Quantitative indistinguishability and sparse and dense clusters in factor of IID percolations (2512.07740v1)

Abstract: Chifan-Ioana (2010) implies that, for any factor of IID percolation on any nonamenable Cayley graph $G$, there is a countable set of (strong) indistinguishability classes for non-hyperfinite clusters. We introduce quantitative strengthenings, called (qI) and (qSI): for $η$-non-hyperfinite clusters, there are at most $M(G,η)<\infty$ (strong) indistinguishability classes, for any FIID percolation. We first show that (qI) and (qSI) for any $G$ are equivalent to the ``sparse implies thin'' property (SiT): any FIID percolation with $η$-non-hyperfinite clusters has density at least $c(G,η)>0$. Also, (SiT) is independent of the finite generating set of a group.
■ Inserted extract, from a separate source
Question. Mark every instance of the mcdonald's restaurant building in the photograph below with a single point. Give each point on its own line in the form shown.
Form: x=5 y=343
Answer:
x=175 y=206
We prove, using entropy inequalities, that (SiT) holds for free groups, even for weak FIIDs. On the other hand, recent work of Jardón-Sánchez, Mellick, Poulin, and Wróbel implies that (SiT) fails for weak FIIDs on non-exact, i.e., not property (A) groups. Furthermore, (SiT) implies that the Bernoulli graphing over any non-hyperfinite FIID cluster is strongly ergodic, and that indistinguishability for non-hyperfinite FIID clusters is equivalent to strong indistinguishability. These results follow from the work of Chifan-Ioana for every nonamenable Cayley graph, but with non-probabilistic proofs. We also prove, again using entropy inequalities, this time for all nonamenable Cayley graphs, that any FIID percolation with high enough expected degree must have a density close to 1, and there must be a single indistinguishability class of such clusters. On Kazhdan groups, there must be a single such cluster. Our results have finite counterparts: in any large girth $d$-regular graph sequence, any FIID subgraph of average degree at least $2+δ$ must have density at least $c(d,δ)>0$. In the uniform random d-regular graph $G_{n,d}$, this holds for every subgraph of average degree at least $2+δ$.